Waaieraalwyn, Bergaalwyn, Tongaalwyn, Franschhoekaalwyn (Afr.)

The fan Aloe is a unique and striking multi-branched shrub or small tree species with a woody trunk. The forked stems have clusters of strap-shaped, light green to blue-grey leaves arranged in 2 opposite rows (termed distichous). The clusters resemble an open fan, hence it's common name fan Aloe, the leaves are around 30cm long. Flowers are striking scarlet in colour, tipped with green-yellow and are visible winter-spring. It is used as an ornamental garden plant.
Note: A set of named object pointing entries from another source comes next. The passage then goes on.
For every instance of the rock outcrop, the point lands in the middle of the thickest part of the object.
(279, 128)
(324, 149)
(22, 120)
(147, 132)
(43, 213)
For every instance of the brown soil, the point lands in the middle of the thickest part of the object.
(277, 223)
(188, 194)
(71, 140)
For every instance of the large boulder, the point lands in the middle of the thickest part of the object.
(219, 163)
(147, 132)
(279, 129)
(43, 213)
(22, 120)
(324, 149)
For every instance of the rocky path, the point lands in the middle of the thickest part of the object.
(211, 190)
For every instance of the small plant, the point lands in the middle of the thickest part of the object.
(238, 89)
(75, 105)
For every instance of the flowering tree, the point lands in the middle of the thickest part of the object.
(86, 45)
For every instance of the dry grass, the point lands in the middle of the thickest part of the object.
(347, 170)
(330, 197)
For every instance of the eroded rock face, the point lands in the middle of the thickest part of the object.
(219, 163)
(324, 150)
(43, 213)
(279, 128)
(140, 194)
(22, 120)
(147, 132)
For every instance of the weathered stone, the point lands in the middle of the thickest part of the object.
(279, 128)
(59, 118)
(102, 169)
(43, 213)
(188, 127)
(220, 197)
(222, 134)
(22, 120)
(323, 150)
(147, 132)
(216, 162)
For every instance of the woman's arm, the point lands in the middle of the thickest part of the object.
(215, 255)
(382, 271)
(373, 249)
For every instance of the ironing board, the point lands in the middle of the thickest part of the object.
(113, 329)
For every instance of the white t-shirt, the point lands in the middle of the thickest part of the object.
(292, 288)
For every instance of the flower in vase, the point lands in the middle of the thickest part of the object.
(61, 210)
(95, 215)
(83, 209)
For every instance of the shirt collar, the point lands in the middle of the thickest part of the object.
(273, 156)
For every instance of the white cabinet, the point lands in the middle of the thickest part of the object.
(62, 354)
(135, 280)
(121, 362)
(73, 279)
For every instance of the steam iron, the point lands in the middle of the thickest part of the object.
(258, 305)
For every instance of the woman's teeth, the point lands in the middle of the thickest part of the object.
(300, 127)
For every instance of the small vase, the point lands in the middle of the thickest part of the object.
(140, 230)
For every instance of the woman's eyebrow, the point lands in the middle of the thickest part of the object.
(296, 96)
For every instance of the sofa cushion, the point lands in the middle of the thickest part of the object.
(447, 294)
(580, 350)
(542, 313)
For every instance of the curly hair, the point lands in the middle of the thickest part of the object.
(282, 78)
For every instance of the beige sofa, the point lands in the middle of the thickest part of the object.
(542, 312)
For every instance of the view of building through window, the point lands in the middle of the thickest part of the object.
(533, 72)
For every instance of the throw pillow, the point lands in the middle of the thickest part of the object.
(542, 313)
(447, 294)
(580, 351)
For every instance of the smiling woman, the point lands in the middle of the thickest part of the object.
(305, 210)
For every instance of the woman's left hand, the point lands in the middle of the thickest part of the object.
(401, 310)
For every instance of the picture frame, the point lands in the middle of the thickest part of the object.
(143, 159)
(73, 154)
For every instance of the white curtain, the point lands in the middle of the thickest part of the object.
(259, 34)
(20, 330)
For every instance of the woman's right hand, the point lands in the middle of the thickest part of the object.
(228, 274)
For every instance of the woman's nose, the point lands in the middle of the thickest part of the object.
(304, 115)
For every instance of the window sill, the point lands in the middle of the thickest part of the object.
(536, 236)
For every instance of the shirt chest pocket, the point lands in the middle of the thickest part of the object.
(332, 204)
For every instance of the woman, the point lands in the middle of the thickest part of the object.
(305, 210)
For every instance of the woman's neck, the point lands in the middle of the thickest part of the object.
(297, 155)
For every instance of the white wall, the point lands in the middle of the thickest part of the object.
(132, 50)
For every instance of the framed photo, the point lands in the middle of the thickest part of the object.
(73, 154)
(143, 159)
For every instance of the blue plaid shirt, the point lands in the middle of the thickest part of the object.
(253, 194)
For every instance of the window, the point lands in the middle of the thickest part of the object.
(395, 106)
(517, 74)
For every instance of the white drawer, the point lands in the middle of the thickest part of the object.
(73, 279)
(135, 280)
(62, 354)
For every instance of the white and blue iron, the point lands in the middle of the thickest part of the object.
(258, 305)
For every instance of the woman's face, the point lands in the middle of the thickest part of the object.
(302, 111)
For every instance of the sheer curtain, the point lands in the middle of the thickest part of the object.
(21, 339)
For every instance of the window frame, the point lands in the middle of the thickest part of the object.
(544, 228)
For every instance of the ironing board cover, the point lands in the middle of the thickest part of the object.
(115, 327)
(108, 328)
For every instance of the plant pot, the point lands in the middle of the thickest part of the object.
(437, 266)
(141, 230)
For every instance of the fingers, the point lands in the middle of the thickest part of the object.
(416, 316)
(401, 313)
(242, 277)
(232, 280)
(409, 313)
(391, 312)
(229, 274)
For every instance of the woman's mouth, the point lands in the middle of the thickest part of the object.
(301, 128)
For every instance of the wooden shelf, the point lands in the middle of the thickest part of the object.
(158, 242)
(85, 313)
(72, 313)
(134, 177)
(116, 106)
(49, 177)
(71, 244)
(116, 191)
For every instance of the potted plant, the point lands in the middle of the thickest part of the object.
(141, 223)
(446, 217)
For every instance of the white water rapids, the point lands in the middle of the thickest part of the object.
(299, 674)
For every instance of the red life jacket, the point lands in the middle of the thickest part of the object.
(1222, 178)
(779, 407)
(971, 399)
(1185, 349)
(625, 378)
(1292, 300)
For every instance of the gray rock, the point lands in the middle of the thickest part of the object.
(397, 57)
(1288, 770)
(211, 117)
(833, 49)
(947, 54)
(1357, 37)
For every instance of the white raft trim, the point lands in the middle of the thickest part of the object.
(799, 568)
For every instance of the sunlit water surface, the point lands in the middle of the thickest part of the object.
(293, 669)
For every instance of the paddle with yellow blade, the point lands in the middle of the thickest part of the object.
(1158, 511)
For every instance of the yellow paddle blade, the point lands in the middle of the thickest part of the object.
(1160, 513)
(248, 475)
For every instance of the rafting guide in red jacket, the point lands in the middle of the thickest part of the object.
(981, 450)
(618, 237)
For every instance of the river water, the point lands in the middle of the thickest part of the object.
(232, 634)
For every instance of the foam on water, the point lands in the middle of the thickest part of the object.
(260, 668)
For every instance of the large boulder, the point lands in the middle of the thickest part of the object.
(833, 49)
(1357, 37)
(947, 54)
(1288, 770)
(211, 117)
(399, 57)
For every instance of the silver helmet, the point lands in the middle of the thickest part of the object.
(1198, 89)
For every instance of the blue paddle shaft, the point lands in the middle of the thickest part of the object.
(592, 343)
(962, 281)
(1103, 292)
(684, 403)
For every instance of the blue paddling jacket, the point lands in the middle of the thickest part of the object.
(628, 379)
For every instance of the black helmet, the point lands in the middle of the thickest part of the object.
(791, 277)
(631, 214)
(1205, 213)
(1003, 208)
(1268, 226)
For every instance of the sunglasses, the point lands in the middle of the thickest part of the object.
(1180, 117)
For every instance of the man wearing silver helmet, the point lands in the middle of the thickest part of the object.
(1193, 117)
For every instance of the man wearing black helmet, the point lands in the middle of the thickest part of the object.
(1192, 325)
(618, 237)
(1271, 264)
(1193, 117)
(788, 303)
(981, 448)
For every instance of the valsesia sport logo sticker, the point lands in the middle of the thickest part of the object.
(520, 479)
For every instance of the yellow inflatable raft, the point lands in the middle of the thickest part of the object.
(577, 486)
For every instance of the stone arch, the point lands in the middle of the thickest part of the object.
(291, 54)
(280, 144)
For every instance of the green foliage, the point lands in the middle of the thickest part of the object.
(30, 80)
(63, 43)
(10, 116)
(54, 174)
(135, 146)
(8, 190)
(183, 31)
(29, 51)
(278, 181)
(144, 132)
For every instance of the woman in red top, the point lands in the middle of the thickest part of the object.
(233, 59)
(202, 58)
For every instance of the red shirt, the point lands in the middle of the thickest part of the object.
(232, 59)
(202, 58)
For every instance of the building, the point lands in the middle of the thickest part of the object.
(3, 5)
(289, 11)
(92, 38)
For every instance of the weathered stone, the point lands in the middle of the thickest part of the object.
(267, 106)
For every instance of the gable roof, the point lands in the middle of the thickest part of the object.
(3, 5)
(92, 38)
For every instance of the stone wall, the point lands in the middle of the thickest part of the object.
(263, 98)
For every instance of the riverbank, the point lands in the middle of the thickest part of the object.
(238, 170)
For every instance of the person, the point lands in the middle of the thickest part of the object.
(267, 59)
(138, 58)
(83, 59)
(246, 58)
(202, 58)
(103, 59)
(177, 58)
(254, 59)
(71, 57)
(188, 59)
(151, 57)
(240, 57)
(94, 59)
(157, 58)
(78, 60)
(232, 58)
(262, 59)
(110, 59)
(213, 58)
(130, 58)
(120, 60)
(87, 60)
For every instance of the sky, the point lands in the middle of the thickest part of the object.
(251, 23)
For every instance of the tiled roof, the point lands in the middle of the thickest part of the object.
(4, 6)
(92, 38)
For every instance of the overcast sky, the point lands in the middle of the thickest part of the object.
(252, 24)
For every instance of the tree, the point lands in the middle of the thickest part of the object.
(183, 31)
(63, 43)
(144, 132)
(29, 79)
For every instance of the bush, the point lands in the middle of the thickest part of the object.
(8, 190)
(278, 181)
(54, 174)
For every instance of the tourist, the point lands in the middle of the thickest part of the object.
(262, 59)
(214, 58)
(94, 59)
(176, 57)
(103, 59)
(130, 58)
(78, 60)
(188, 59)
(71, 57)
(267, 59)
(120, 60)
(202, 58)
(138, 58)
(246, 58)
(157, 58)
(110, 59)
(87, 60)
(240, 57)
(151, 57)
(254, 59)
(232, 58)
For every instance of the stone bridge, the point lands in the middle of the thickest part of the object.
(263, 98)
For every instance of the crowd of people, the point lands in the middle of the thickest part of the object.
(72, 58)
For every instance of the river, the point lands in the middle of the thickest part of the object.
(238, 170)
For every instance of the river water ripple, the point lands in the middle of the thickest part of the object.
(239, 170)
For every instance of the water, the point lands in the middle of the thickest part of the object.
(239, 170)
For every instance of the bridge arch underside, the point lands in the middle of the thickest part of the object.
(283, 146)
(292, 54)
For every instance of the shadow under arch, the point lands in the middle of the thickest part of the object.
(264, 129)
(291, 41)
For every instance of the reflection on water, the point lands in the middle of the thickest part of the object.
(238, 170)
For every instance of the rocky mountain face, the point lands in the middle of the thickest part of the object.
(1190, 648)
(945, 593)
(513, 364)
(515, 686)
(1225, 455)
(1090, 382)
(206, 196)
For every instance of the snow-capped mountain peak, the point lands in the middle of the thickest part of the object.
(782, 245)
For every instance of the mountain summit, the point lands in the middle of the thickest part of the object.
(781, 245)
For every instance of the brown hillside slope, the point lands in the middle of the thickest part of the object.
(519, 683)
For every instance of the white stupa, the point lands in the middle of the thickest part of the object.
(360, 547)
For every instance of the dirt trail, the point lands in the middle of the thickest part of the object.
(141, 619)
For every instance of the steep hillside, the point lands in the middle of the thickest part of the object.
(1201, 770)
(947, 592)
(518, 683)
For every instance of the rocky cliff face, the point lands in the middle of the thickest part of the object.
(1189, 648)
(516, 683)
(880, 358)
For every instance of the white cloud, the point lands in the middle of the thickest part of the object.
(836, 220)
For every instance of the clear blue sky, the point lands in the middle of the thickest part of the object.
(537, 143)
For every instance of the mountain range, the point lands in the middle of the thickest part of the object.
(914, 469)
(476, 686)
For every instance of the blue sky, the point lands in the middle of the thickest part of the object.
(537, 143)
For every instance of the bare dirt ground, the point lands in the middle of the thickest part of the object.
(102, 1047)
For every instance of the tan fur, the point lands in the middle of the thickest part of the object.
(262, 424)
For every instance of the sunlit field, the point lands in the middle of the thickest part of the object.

A unique feature is the corky bark, adapted to Fynbos veld fires.

Planning

Difficulty
Easy
Flowering time
Winter, Spring

Harvesting

Seeds should be allowed to dry for at least 3 months after flowering before they are harvested.

Propagation

Cuttings
Branch cuttings (truncheons) can be used and should be planted in well drained soil in a cool area that is not exposed to afternoon sun.
Seed
Plant seeds during spring in well-drained seed trays. Replant in the desired position when seedlings are large enough to handle and space 1.2 m - 2.4 m apart.

Special features

Attracts birds
Sugarbirds are attracted by the nectar that the flowers produce.

Geography

Origin
South Africa (Southwestern Cape, Franschhoek and Elandskloof).
Natural climate
Mediterranean

Environment

Light
Full Sun
Soil moisture
Dry
Soil type
Sand, Loam
Soil PH preference
Acid, Alkaline, Neutral
Frost hardiness
Tender

Uses

Notes
Ornamental and medicinal.

Personality

Family
Asphodelaceae
Flower colour
, Red, Orange
Scent
None

Problems

Overwatering or poor drainage may lead to root rot, but is seldom a problem where plants are watered correctly.

Companion plants

Grows best in mineral poor sandy soil, and companion plants includes other Fynbos species.